NASA Selects 12 New Lunar Science, Technology Investigations

NASA has selected 12 new science and technology payloads that will help us study the Moon and explore more of its surface as part of the agency’s Artemislunar program. These investigations and demonstrations will help the agency send astronauts to the Moon by 2024 as a way to prepare to send humans to Mars for the first time.

The selected investigations will go to the Moon on future flights through NASA’s Commercial Lunar Payload Services (CLPS) project. The CLPS project allows rapid acquisition of lunar delivery services for payloads like these that advance capabilities for science, exploration, or commercial development of the Moon. Many of the new selections incorporate existing hardware, such as parts or models designed for missions that have already flown. Seven of the new selections are focused on answering questions in planetary science or heliophysics, while five will demonstrate new technologies.

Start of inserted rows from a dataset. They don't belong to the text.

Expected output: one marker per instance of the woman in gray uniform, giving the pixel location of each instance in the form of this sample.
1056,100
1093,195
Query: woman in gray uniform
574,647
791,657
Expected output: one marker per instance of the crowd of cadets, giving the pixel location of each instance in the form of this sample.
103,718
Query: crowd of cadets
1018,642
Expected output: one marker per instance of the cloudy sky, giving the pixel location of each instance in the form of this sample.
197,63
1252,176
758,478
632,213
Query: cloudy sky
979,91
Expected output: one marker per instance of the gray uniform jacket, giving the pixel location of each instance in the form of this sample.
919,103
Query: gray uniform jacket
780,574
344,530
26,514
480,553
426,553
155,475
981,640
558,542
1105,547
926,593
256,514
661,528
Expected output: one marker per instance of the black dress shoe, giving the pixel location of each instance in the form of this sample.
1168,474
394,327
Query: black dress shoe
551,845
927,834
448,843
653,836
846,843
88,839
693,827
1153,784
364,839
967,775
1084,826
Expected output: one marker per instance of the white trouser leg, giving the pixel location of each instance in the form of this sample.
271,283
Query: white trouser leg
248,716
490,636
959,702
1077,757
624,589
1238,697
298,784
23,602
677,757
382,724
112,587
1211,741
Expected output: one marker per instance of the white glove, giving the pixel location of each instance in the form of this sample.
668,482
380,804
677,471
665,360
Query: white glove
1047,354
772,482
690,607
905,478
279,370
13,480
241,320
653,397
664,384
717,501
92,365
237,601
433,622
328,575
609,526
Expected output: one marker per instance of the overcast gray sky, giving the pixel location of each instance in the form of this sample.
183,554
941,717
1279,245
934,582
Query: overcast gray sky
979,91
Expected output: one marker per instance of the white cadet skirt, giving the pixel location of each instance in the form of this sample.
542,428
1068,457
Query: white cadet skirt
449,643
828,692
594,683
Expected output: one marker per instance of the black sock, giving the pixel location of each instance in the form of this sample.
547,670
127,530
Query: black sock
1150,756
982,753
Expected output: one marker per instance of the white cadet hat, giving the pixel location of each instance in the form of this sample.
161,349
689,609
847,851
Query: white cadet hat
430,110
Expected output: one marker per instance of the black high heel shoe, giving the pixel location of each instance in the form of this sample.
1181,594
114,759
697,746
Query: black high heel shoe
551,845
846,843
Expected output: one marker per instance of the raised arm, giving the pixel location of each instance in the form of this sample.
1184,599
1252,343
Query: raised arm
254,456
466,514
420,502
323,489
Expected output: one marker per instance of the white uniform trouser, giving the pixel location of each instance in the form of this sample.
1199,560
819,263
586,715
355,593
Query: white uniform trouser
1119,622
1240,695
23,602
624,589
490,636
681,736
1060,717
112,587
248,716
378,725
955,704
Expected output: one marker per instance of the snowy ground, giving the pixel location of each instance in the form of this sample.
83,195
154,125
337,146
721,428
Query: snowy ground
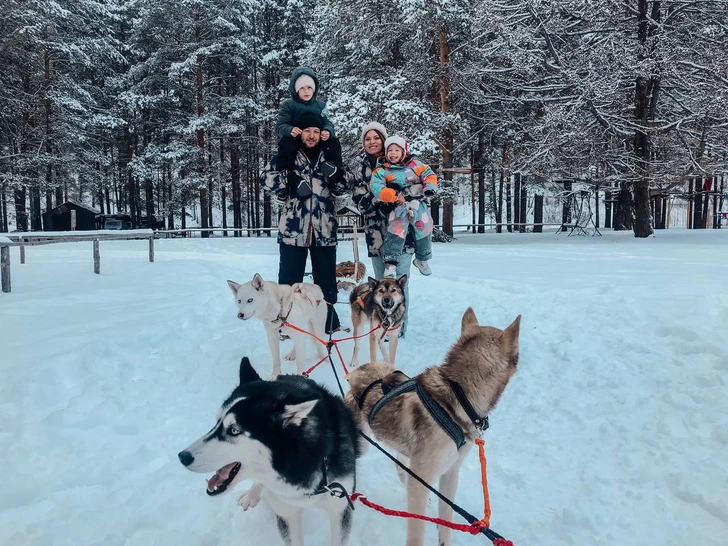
611,433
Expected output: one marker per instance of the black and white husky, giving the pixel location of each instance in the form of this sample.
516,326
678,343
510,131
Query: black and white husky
295,439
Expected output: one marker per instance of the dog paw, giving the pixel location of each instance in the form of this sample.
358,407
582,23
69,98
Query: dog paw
250,498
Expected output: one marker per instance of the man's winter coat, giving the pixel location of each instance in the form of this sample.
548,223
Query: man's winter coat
310,221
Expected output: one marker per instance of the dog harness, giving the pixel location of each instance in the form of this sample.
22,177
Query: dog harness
439,414
335,489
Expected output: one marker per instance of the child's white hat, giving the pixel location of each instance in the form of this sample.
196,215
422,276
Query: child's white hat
373,126
303,81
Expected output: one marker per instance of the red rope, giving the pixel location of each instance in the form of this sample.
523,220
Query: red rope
357,337
473,528
312,368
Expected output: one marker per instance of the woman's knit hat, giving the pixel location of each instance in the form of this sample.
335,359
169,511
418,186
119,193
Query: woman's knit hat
374,126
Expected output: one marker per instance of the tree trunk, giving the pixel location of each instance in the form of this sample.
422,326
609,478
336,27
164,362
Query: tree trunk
509,204
3,210
623,208
200,131
523,207
124,160
48,135
499,205
538,213
646,97
517,199
657,211
21,216
566,206
235,178
608,198
481,183
203,212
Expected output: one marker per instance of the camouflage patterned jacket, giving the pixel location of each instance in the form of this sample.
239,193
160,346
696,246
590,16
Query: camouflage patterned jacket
374,212
304,222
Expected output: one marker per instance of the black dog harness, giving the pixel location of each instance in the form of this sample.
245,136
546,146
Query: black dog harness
335,489
442,417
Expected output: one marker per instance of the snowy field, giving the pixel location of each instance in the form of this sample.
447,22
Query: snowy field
614,431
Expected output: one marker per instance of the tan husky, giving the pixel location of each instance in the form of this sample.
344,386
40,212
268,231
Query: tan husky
466,387
377,302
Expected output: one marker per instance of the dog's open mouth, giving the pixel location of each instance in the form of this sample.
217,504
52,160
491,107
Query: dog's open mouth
222,479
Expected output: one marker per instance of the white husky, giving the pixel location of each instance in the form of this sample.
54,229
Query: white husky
274,304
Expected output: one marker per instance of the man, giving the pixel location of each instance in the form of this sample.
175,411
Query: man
307,225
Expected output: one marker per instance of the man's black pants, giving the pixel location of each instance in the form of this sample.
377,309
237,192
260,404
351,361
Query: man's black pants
292,266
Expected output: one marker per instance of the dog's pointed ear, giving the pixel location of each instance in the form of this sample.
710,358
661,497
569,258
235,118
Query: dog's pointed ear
294,414
469,320
509,341
247,372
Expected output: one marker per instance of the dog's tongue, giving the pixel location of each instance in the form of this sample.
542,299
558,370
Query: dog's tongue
219,477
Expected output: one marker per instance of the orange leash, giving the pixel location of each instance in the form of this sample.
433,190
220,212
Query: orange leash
484,480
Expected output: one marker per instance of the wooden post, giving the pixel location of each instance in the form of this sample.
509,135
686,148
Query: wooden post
97,257
5,266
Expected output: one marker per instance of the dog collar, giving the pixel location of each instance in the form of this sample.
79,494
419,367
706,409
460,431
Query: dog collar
335,489
481,423
281,319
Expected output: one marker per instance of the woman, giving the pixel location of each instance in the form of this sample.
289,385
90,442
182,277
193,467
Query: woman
374,212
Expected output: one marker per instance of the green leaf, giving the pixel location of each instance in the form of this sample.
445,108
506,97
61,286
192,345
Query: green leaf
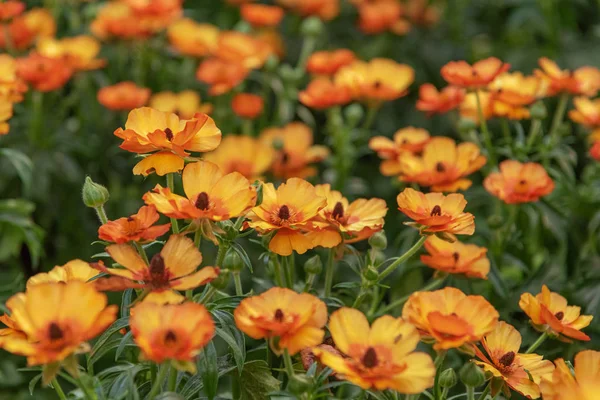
256,381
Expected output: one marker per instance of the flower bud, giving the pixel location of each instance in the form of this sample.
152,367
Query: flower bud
448,378
313,265
312,26
378,241
93,194
471,375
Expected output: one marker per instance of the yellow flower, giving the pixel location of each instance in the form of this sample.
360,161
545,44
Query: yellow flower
297,320
58,319
380,356
450,317
289,212
521,372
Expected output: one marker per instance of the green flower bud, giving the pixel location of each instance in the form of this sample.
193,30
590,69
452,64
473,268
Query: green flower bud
471,375
538,111
93,194
233,261
312,26
313,265
448,378
378,241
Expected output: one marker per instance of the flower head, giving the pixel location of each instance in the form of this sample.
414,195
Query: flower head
450,317
171,331
521,372
185,104
562,385
123,96
519,183
443,166
433,101
148,130
381,356
456,258
173,268
295,150
297,320
51,317
287,211
583,81
135,228
549,312
249,156
435,212
210,194
480,74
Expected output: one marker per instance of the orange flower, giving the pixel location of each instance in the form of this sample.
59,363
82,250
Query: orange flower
148,130
443,165
583,81
247,105
406,140
381,356
322,93
123,96
296,319
175,332
173,268
433,101
221,75
378,80
521,372
456,258
77,52
287,211
586,112
241,48
480,74
295,150
135,228
329,62
550,313
356,221
450,317
75,270
185,103
519,183
210,194
261,15
43,73
324,9
50,315
562,385
193,39
434,212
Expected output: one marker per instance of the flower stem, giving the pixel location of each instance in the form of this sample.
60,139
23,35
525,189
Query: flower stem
487,139
402,258
157,384
329,272
537,343
171,186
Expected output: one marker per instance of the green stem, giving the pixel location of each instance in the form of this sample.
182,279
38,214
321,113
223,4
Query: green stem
487,139
537,343
404,257
329,272
398,303
58,389
158,382
171,186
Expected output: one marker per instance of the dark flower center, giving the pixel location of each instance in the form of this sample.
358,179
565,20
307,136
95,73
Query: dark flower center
369,360
202,201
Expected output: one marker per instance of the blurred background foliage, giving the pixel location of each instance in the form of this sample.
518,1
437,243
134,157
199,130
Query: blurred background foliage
43,222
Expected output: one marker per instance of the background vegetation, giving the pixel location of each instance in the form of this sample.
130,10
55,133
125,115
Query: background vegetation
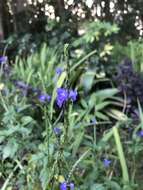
71,95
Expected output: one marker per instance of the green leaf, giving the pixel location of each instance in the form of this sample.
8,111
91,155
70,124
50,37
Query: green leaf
107,93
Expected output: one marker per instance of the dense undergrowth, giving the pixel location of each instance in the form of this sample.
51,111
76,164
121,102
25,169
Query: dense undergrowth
71,115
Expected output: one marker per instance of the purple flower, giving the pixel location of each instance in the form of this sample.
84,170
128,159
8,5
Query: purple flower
43,98
57,131
93,121
73,95
71,186
21,85
63,186
3,59
106,162
59,71
140,133
62,96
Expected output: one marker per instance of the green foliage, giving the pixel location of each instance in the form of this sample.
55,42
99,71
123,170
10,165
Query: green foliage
33,156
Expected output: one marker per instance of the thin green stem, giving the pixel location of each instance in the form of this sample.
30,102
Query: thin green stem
121,154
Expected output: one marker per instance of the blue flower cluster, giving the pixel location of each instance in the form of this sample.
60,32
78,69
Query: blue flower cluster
64,186
3,59
106,162
63,95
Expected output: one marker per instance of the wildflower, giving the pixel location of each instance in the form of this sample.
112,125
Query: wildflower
1,86
21,85
106,162
71,186
93,121
3,59
59,71
43,98
63,186
73,95
140,133
57,131
24,88
62,96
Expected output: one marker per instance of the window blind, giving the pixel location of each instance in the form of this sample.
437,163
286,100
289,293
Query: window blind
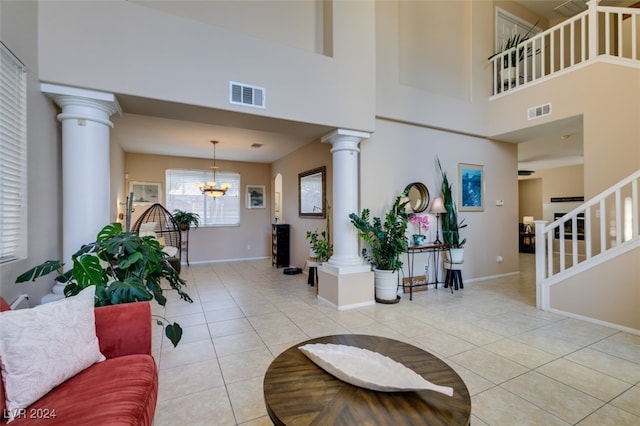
13,151
183,193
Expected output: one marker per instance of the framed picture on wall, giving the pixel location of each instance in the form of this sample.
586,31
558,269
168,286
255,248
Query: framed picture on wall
471,187
276,202
145,193
255,197
312,193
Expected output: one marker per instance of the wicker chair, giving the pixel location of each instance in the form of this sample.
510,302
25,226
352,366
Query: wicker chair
157,221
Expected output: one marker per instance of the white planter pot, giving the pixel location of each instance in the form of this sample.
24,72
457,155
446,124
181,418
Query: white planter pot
386,283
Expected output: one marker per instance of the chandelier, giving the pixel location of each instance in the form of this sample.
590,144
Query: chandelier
209,189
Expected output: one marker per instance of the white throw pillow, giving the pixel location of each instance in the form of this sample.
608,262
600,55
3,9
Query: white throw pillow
46,345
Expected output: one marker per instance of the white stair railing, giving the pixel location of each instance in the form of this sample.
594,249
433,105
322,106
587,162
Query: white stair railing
591,231
599,31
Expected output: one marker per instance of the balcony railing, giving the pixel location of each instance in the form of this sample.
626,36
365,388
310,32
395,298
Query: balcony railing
599,31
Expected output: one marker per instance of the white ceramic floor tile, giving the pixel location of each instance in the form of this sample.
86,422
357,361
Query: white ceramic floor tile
584,379
491,333
558,399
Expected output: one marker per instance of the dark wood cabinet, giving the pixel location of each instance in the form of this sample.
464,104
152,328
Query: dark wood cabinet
280,245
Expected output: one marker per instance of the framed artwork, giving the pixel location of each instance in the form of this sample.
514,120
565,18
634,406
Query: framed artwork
471,184
276,202
311,193
145,193
255,197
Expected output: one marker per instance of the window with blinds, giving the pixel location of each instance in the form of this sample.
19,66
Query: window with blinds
183,193
13,152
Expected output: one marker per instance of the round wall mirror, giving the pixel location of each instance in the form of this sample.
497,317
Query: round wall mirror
418,195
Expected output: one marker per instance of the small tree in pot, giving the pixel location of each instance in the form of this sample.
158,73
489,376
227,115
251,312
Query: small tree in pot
450,224
387,241
186,220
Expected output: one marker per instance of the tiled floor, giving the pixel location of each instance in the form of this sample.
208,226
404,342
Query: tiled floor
521,365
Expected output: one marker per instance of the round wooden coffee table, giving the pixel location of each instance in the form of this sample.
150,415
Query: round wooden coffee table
298,392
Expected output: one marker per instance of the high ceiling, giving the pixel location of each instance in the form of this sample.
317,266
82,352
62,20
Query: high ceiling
157,127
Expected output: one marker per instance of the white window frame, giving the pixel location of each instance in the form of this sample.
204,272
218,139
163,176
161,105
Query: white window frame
182,192
13,157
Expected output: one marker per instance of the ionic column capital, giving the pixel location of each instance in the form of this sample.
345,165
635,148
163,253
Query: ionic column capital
82,104
345,140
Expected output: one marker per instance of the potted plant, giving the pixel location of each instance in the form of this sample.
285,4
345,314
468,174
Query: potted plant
186,219
386,242
516,54
124,268
321,247
450,224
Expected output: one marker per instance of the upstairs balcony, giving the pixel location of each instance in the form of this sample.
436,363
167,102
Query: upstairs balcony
600,33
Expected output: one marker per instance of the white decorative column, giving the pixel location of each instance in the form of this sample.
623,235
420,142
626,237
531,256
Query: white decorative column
347,281
85,166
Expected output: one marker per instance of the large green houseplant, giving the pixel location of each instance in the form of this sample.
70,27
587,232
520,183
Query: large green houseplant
386,241
124,268
320,245
451,224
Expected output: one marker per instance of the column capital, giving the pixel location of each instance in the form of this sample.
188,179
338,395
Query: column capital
83,104
345,140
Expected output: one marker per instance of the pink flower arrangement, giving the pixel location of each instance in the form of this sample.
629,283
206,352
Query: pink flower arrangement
422,221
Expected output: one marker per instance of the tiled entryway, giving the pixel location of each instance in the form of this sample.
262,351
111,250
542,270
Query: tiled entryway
521,365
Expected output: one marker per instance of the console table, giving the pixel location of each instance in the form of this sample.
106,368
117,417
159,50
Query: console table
298,392
433,249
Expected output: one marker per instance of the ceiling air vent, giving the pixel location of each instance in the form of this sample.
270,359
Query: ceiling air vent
244,94
539,111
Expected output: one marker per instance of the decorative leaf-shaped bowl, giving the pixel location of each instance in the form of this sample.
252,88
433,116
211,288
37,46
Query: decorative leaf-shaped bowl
368,369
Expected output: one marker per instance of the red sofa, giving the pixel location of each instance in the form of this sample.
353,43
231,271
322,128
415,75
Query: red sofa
122,390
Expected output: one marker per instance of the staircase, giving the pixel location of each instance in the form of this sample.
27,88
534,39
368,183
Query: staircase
600,33
606,227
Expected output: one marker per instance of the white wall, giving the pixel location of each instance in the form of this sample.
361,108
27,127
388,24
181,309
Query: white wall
124,47
398,154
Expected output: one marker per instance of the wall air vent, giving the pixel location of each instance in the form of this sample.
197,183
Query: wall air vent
244,94
539,111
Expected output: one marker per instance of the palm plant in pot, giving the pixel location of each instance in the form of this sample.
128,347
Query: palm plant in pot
514,52
451,226
386,242
124,267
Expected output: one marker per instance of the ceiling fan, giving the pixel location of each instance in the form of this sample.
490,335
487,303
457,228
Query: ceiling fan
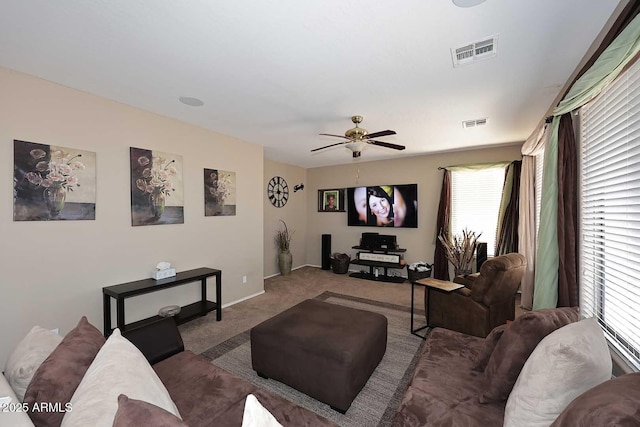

“The selected lunar payloads represent cutting-edge innovations, and will take advantage of early flights through our commercial services project,” said Thomas Zurbuchen, associate administrator of the agency’s Science Mission Directorate in Washington. “Each demonstrates either a new science instrument or a technological innovation that supports scientific and human exploration objectives, and many have broader applications for Mars and beyond.”

The 12 selected investigations are:

MoonRanger

Heimdall

Lunar Demonstration of a Reconfigurable, Radiation Tolerant Computer System.

Regolith Adherence Characterization (RAC) Payload

The Lunar Magnetotelluric Sounder

The Lunar Surface Electromagnetics Experiment (LuSEE)

The Lunar Environment heliospheric X-ray Imager (LEXI)

Next Generation Lunar Retroreflectors (NGLR)

The Lunar Compact InfraRed Imaging System (L-CIRiS)

The Lunar Instrumentation for Subsurface Thermal Exploration with Rapidity (LISTER)

PlanetVac

SAMPLR: Sample Acquisition, Morphology Filtering, and Probing of Lunar Regolith

NASA’s lunar exploration plans are based on a two-phase approach: the first is focused on speed – landing astronauts on the Moon by 2024 – while the second will establish a sustained human presence on the Moon by 2028. The agency will use what we learn on the Moon to prepare for the next giant leap – sending astronauts to Mars.